Visti l’atto di costituzione di Mauro Gramaglia, nonché l’atto di intervento del Presidente del Consiglio dei ministri;
udito nell’udienza pubblica del 6 giugno 2000 il Giudice relatore Cesare Mirabelli;
udito l’avvocato dello Stato Ignazio F. Caramazza per il Presidente del Consiglio dei ministri.
Ritenuto che il Tribunale amministrativo regionale per la Toscana, investito del ricorso proposto da un avvocato dello Stato per ottenere l’annullamento di un provvedimento prefettizio di diniego del porto d’armi senza licenza, con ordinanza emessa il 5 febbraio 1997 (pervenuta alla Corte l’8 febbraio 1999) ha sollevato, in riferimento agli artt. 3, 102 e 103 della Costituzione, questione di legittimità costituzionale dell’art. 7, comma 1, della legge 21 febbraio 1990, n. 36 (Nuove norme sulla detenzione delle armi, delle munizioni, degli esplosivi e dei congegni assimilati), nella parte in cui non estende la facoltà di portare armi senza licenza, attribuita soltanto ai fini della difesa personale ai magistrati dell’ordine giudiziario, anche ai magistrati amministrativi, della Corte dei conti, dei tribunali militari ed agli avvocati dello Stato;
che la disposizione denunciata ha esteso a tutti i magistrati dell’ordine giudiziario, anche se temporaneamente collocati fuori del ruolo organico, una facoltà in precedenza prevista dal regolamento per l’esecuzione del testo unico delle leggi di pubblica sicurezza (art. 73 del regio decreto 6 maggio 1940, n. 635) solamente per i pretori e per i magistrati addetti al pubblico ministero o all’ufficio di istruzione;
che, ad avviso del giudice rimettente, non avere compreso tra le categorie alle quali si estende tale facoltà anche gli appartenenti alle altre magistrature e gli avvocati dello Stato violerebbe il principio di eguaglianza (art. 3 Cost.), con specifico riferimento all’unità della funzione giurisdizionale (artt. 102 e 103 Cost.) ed alla tradizionale equiparazione all’ordine giudiziario della disciplina prevista per le altre magistrature e per l’avvocatura dello Stato (art.23 del regio decreto 30 ottobre 1933, n. 1611), la quale, pur non essendo titolare di funzioni giurisdizionali, svolgerebbe un’attività giustiziale, in posizione di indipendenza ed autonomia dalla pubblica amministrazione, e sarebbe inoltre impegnata nella difesa della parte civile in processi penali che possono determinare situazioni di rischio;
che si è costituito l’avvocato dello Stato, ricorrente nel giudizio principale, chiedendo l’accoglimento della questione di legittimità costituzionale, giacché l’unità della funzione giurisdizionale, alla quale è accomunata quella pregiustiziale esercitata in posizione di indipendenza ed autonomia dagli avvocati dello Stato, dovrebbe far estendere anche ad essi la facoltà di portare armi senza licenza, giustificata dalla esposizione ad un rischio a causa delle funzioni svolte per lo Stato;
che è intervenuto in giudizio il Presidente del Consiglio dei ministri, rappresentato e difeso dall’Avvocatura generale dello Stato, per sostenere la inammissibilità della questione, in quanto la denunciata violazione degli artt. 102 e 103 della Costituzione potrebbe essere presa in considerazione solo per i magistrati amministrativi e della Corte dei conti, ma non per gli avvocati dello Stato, categoria alla quale appartiene il ricorrente; inoltre la questione sarebbe infondata in riferimento al principio di eguaglianza, giacché i rischi per l’incolumità personale giustificano l’attribuzione soltanto ai magistrati ordinari della facoltà di portare armi senza il rilascio della licenza e senza oneri economici.

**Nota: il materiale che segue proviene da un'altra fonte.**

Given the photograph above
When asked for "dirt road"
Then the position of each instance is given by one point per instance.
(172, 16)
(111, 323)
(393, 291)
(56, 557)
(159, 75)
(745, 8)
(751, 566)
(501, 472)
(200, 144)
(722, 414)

Considerato che la questione di legittimità costituzionale investe, in riferimento agli artt. 3, 102 e 103 della Costituzione, la mancata estensione della facoltà di portare armi senza licenza, prevista soltanto per i magistrati ordinari pure temporaneamente fuori ruolo (art. 7, comma 1, della legge 21 febbraio 1990, n. 36), anche ai magistrati amministrativi e della Corte dei conti ed agli avvocati dello Stato, categoria, quest’ultima, alla quale appartiene il ricorrente nel giudizio principale;
che la disposizione denunciata, estendendo a tutti i magistrati ordinari la facoltà ¾ in precedenza prevista, oltre che per soggetti titolari di funzioni di polizia, anche per i pretori e per i magistrati addetti al pubblico
ministero o all’ufficio di istruzione (art. 73 del regio decreto n. 635 del 1940) ¾ di portare armi senza licenza, ha tenuto conto delle situazioni di pericolo che hanno riguardato i magistrati ordinari, in considerazione della esposizione a rischio determinata dall’esercizio delle loro funzioni;
che la facoltà di portare armi senza licenza, attribuita soltanto ai fini della difesa personale, non costituisce tuttavia una attribuzione inerente allo stato giuridico ed alla correlativa equiparazione fra diverse categorie di dipendenti pubblici, ma si giustifica in relazione all’esercizio di determinate funzioni, che possono esporre a rischio chi ne sia investito: situazioni, queste, che il legislatore, con una valutazione non irragionevole, anche in considerazione di quanto si è concretamente verificato, ha ritenuto che riguardino i magistrati ordinari, ai quali tra l’altro è attribuita l’iniziativa e la giurisdizione penale, e non invece altre categorie che, come gli avvocati dello Stato, svolgono una funzione del tutto diversa, pur se inerente all’amministrazione della giustizia;
che, d’altra parte, non manca la possibilità di ottenere il rilascio della licenza in esenzione dal pagamento della tassa di concessione governativa quando sussistano specifiche situazioni che possono comportare rischi, da valutare nei singoli casi, dipendenti dall’attività svolta (art. 7, comma 2, della legge n. 36 del 1990 e art. 74 del regio decreto n. 635 del 1940);
che, pertanto, la questione deve essere dichiarata manifestamente infondata.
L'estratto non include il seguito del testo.